California’s new bills aim to increase mental health treatments, covering far more conditions than the state’s previous mental health laws, the biggest one being addiction. The bills also clarify new guidelines for insurance denials.
These bills are some of the strictest mental health bills in the nation. Federal and state law already mandates that insurance companies cover mental health treatments. But many patient advocates claim that they still allow insurance companies to pay for care only after the mental illness has reached a late-stage crisis, or even allow companies to outright deny coverage, reported by NPR.
Assembly Bill 2112, introduced by Assemblymember James Ramos (D-Highland), establishes an Office of Suicide Prevention within the State Department of Health. This office would help providers share their best practices in helping treat youths contemplating suicide.
The office would focus and help groups most at risk such as youth, Native American youth, older adults, veterans, and LGBTQ+ people. This bill has determined that suicide is a public health crisis that has warranted a response from the state.
Over the last three years, suicide rates have gone up 34% between the ages of 15 and 19. And is the second leading cause of death among young people, reported by the CDC. The added stress related to the coronavirus pandemic has increased mental health issues as well. Hotlines have seen a dramatic increase in calls, according to the San Jose Spotlight. Yet, many people don’t have mental health coverage under their insurance plans.
The new laws signed on Sept. 25 defines the term “medical necessity”, a measure obligating private health insurance companies to pay more for substance abuse and mental health programs. Current state laws call for health plans to cover treatment for just nine serious mental illnesses.
Senate Bill 855, authored by Sen. Scott Wiener (D-San Francisco), would provide coverage for medically necessary care of mental health and substance abuse disorders based on the same standards of physical treatments. Coverage for Post-Traumatic Stress Disorder, generalized anxiety disorder, eating disorders, and opioid and alcohol use disorders are those not covered by the state’s previous mental health parity law, according to Wiener.
Mental health treatment would now be equal to physical health conditions in terms of providing the same coverage.
“Mental health care is essential to a person’s overall health, and today, we reaffirmed that people must have access to care for mental health and addiction challenges,” Weiner said about the new bill passing.
Weiner also claims that California’s mental health parity law has huge loopholes, which has allowed the insurance industry to deny important care.
Senate Bill 854, introduced by Sen. Jim Beall (D-San Jose), would help offer treatment to those who suffer from substance abuse. The bill would cover all medically necessary prescription drugs, approved by the FDA, for treating substance use disorders. It would also place all outpatient prescription drugs on the lowest copayment tier maintained by the health care service plan.
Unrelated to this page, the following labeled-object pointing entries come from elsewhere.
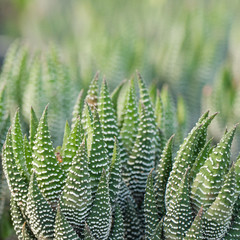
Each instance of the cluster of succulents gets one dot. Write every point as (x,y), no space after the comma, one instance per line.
(115,177)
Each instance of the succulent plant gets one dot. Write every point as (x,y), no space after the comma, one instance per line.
(117,179)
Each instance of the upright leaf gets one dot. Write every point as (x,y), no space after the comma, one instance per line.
(117,231)
(76,197)
(78,107)
(217,218)
(63,230)
(188,151)
(100,216)
(98,159)
(17,182)
(40,214)
(130,119)
(210,177)
(142,158)
(115,174)
(48,172)
(17,142)
(162,174)
(109,124)
(20,224)
(72,145)
(150,208)
(179,214)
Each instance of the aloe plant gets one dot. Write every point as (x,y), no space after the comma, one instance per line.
(96,187)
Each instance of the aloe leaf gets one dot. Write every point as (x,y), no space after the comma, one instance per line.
(162,174)
(76,197)
(210,177)
(99,219)
(48,171)
(40,214)
(179,214)
(150,208)
(62,229)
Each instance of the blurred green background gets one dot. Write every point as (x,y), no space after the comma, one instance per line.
(193,47)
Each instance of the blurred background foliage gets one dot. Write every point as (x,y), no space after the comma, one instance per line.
(188,49)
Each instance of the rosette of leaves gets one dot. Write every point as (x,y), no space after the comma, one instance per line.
(116,179)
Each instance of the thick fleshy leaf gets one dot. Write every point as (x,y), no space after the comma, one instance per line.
(63,230)
(150,208)
(109,124)
(162,174)
(78,108)
(17,143)
(128,208)
(28,154)
(187,154)
(179,214)
(195,231)
(73,143)
(210,177)
(115,174)
(216,220)
(130,119)
(33,127)
(40,214)
(92,94)
(117,231)
(158,233)
(17,182)
(98,159)
(76,197)
(100,216)
(45,165)
(142,158)
(20,224)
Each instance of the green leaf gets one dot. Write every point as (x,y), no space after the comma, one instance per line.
(98,159)
(146,101)
(162,174)
(33,127)
(76,196)
(19,222)
(115,94)
(17,182)
(217,218)
(78,107)
(188,151)
(179,214)
(109,125)
(67,131)
(40,214)
(142,158)
(17,143)
(117,231)
(200,160)
(195,231)
(73,143)
(87,123)
(130,119)
(87,233)
(128,208)
(92,94)
(169,126)
(100,216)
(150,208)
(115,174)
(28,154)
(210,177)
(158,233)
(63,230)
(48,172)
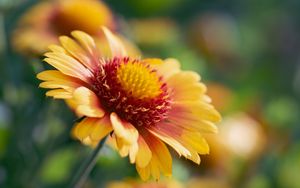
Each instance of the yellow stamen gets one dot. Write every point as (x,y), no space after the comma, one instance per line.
(138,80)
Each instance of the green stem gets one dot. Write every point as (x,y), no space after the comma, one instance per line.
(85,169)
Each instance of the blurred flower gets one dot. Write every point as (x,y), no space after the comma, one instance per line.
(221,96)
(216,36)
(207,183)
(240,137)
(142,102)
(138,184)
(44,22)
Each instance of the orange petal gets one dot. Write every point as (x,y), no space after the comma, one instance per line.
(144,154)
(59,94)
(193,142)
(161,160)
(68,65)
(201,109)
(124,130)
(91,130)
(166,68)
(55,79)
(57,49)
(86,41)
(116,46)
(185,81)
(87,103)
(168,138)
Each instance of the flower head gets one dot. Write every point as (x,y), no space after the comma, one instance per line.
(144,103)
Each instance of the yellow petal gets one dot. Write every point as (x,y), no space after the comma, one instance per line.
(59,94)
(201,109)
(88,103)
(102,129)
(68,65)
(191,122)
(86,41)
(124,130)
(57,49)
(144,154)
(116,46)
(166,69)
(91,130)
(161,160)
(177,146)
(185,81)
(77,51)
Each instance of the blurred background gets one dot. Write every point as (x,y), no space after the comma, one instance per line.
(247,53)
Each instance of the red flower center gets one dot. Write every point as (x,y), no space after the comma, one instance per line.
(133,90)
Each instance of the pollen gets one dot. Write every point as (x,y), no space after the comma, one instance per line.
(138,80)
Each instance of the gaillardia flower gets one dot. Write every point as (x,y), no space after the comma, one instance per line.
(142,104)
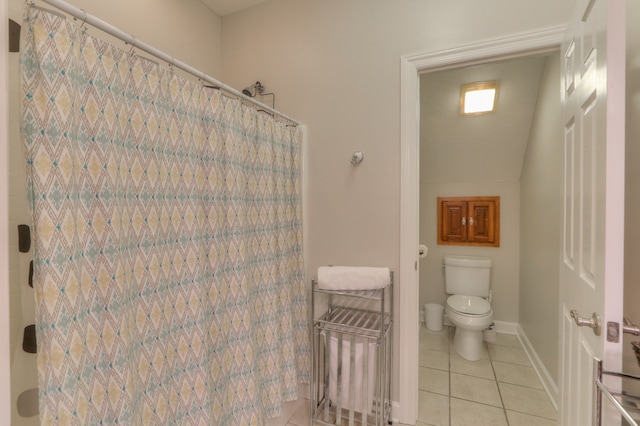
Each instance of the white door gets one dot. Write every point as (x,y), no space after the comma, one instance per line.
(591,268)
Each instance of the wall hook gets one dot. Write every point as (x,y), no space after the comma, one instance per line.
(357,158)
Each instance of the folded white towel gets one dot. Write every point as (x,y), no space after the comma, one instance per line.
(352,277)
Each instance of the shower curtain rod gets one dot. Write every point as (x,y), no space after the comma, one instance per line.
(135,43)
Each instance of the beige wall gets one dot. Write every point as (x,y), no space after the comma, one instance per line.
(540,220)
(504,268)
(184,29)
(632,208)
(335,65)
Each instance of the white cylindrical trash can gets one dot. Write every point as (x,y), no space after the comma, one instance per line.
(434,314)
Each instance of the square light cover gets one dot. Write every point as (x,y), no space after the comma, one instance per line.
(478,98)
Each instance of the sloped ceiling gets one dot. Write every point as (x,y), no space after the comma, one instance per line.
(227,7)
(484,148)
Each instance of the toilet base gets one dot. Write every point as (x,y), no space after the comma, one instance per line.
(469,344)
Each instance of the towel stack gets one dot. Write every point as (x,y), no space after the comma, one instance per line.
(352,277)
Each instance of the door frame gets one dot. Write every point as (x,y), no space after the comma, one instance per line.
(543,40)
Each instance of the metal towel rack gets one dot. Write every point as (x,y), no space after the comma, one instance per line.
(628,405)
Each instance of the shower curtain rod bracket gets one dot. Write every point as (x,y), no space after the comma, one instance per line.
(129,39)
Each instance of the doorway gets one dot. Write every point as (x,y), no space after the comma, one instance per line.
(544,41)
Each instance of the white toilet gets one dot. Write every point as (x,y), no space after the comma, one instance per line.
(467,281)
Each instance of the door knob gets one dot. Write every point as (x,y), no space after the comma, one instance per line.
(593,322)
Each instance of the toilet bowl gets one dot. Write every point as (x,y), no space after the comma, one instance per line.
(471,315)
(467,281)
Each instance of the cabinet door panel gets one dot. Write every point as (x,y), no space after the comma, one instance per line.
(470,221)
(481,224)
(453,227)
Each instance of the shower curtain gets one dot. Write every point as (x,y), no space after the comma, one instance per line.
(168,243)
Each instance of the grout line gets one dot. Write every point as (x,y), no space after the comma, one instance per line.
(504,408)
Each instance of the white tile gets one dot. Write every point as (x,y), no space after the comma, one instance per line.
(289,410)
(434,359)
(507,354)
(432,380)
(527,400)
(434,341)
(475,389)
(481,368)
(510,340)
(433,409)
(465,413)
(521,419)
(517,374)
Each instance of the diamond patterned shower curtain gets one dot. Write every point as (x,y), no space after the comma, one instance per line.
(168,241)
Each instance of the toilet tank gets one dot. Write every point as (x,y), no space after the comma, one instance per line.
(467,275)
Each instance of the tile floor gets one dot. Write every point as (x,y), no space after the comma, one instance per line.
(499,390)
(502,389)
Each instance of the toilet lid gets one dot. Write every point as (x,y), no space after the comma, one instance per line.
(468,305)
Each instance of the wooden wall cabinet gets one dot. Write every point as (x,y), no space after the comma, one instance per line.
(469,221)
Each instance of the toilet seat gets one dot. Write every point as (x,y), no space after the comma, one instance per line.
(472,306)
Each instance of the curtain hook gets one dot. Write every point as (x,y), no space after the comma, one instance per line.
(83,26)
(133,45)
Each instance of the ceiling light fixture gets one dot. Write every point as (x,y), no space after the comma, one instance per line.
(478,98)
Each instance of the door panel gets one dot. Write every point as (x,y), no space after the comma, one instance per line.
(591,268)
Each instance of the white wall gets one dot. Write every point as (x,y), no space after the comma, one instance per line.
(335,65)
(540,223)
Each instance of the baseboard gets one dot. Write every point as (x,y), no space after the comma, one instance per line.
(395,408)
(545,378)
(506,327)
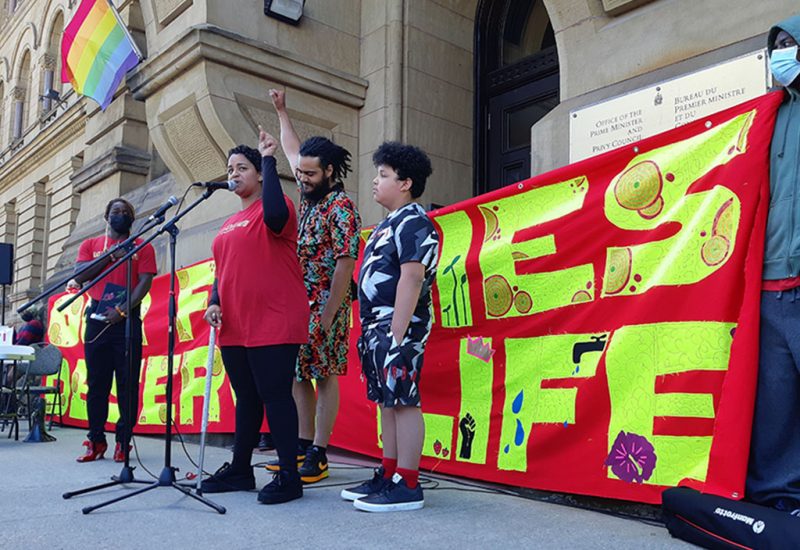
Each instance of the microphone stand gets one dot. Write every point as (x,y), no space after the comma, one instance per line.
(167,476)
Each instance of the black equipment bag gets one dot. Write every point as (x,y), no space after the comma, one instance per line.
(715,522)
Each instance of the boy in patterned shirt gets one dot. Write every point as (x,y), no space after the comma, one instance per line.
(395,281)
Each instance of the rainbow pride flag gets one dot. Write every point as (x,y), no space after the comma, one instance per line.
(96,51)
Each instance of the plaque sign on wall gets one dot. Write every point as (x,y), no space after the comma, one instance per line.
(626,119)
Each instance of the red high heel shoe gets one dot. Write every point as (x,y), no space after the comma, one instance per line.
(94,451)
(119,454)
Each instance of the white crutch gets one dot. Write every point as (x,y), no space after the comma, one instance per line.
(212,340)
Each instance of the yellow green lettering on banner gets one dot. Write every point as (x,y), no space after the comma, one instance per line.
(636,356)
(193,384)
(507,294)
(190,301)
(474,418)
(438,436)
(144,309)
(152,412)
(113,410)
(78,389)
(65,328)
(652,191)
(529,361)
(451,276)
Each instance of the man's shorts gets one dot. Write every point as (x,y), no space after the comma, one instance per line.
(325,354)
(392,371)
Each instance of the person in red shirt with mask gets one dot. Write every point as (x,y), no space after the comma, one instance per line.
(104,339)
(259,287)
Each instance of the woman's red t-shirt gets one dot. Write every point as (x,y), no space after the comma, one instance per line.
(259,281)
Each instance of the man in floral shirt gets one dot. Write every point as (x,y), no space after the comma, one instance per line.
(327,245)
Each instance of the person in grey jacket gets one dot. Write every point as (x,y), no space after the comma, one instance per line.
(773,477)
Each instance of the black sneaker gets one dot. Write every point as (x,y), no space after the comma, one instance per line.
(226,479)
(265,442)
(395,497)
(285,486)
(369,487)
(315,465)
(274,465)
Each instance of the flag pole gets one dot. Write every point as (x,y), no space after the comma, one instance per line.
(125,29)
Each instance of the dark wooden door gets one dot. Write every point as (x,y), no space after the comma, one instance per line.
(510,117)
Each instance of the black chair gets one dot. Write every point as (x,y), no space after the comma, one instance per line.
(47,363)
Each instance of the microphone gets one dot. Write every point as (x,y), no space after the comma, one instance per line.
(172,201)
(229,185)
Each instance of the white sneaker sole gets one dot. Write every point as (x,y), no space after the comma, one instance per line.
(397,507)
(349,495)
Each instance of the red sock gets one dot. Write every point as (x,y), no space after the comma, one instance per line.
(389,467)
(411,477)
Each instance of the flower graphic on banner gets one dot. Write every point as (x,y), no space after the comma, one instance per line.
(632,458)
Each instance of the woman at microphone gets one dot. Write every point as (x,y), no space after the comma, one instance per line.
(259,288)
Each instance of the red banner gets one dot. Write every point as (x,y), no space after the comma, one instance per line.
(596,327)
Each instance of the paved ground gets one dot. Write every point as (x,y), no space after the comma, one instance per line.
(33,514)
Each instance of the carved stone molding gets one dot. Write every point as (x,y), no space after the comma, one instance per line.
(118,159)
(615,7)
(48,62)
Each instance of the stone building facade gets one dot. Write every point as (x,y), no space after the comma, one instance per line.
(428,72)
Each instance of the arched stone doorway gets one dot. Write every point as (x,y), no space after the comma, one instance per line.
(516,84)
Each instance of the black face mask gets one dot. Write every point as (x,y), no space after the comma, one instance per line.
(121,223)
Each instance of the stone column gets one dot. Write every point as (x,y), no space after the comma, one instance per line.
(18,100)
(8,223)
(64,206)
(28,256)
(48,64)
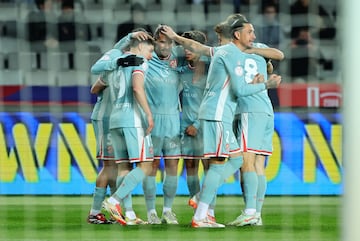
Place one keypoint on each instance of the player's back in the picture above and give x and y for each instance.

Many health insurance companies opposed the new bills, claiming that increased mental health and substance use services could lead to higher costs and premiums.
The California Association of Health Plans, one of the state’s insurance regulators, claims that the “mental health parity laws are well-established both in state and federal law.” In their press release about the new bills, they argued that the defined term “medical necessity” will restrict the “ability of the provider to determine what is clinically appropriate for the individual – ultimately putting vulnerable patients at risk.”
The new laws will take effect on Jan. 1, 2021.